I know the Philippines used to be a Spanish colony but didn't know Tagalog is close to Spanish? How close and is it due to a lot of loan words?
It is fairly close. When I moved here in America, I had to take Spanish classes. Reading it was a breeze. I can comfortably say that I can read almost all Spanish words and understand 10% of the phrases without using google translator. There are a lot of similar words as well like the Spanish numbers that we used in the Philippines on a day to day basis. Some words are almost alike too like Como esta and Kamusta.
One of my best friends I've known since middle school was a Japanese English Teacher and she's of Mexican descent. She said Japanese was fairly easy for her to learn given that she was mostly fluent in speaking Spanish. To her, the similarities between Spanish and Japanese annunciation was an easy transition.
I'm a native English speaker who picked up Spanish to a level slightly below proficient in high school fairly easily. I spent 10 weeks in China and wasn't even conversational in Mandarin (specifically the Shanghainese dialect) when I left.
The problems with learning German: 1) nobody speaks it in the US. You're never around it, which is different than Spanish or even to a lesser extent Mandarin or even Vietnamese in Houston. 2) Germans speak very good English. When you are in Germany and you try to speak German, they'll often respond in English because they see it as easier and their English is almost certainly better than your German. 3) Germans place a priority on 100% perfection - and are also one of the few cultures around the world where it's considered "helpful" rather than rude to correct somebody, so a lot of people get frustrated by the constant corrections...
I studied beginner's level Korean and it was ok for me. Speaking wise it is more like Japanese because Chinese got 4 tones in pronunciation. Writing is a whole different narrative, they got similar words. I think I would guess 1 Chinese word in every 5 or 6 words. Korean is unique because it has 3 or 4 standard verb forms. They use the most formal one and bow down before an elder or a boss. Ultra formal and polite Polite Regular Colloquial Both Japanese and Korean use Chinese characters and are similar in culture and some of the food. I would say out of those 3 Korean is the easiest one in written form.

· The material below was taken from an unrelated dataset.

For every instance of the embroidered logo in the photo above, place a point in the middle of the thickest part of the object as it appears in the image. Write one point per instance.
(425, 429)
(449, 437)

With strokes, half circles, circles, rectangulars whatnot....
Arabic is easier than people think. Once you master the sounds, and understand the structure of words, you can figure a lot out. That being said, it's the ONLY class I ever truly studied for on a daily basis.
The blurb about Korean is wrong. Written Korean is completely phonetic and do not rely on Chinese characters at all. Written Korean is actually considered one of the easiest to learn and scientifically solid written languages in the world because it's truly phonetic in that a word can only be written one way. I bet I could teach everyone here to be able to somewhat read and sound out Korean (but not understand anything) in a day.
Shanghainese dialect and Mandarin are different (mutually unintelligible) spoken languages (though they are relatively close compared to things like Cantonese or Hokkien).
I also mentioned that in another post.... Not sure, but I won't be surprised if Germans rank #1 in Continental Europe in terms of English proficiency. This is also due to the similarities of the languages, I think. I think German is very close to Dutch though. I know some German and can navigate Dutch websites with minimal help.
I think in South Korea they still use a few Chinese characters on a day-to-day basis. In North Korea they don't use any.
They use Chinese characters to describe roots of Korean words (like Latin for English) but written language is 100% Korean.
Easy to learn for 15th century Koreans that were writing using Chinese letters at the time; still vastly different from Germanic languages. Respect forms don't make words/sentences any harder. Its really just adding a few suffixes here and there. Either way. Pronunciation is a bigger hiccup for Americans than learning the phonetics are. As for Chinese characters, some old newspapers in Korea used to use Hanja, but that's pretty much gone now. Teaching of Hanja stopped in 1971.
Probably either the Germans or the Dutch. Not only are both languages similar but every Dutch person I've met seems to speak several other european languages with a reasonable degree of competency.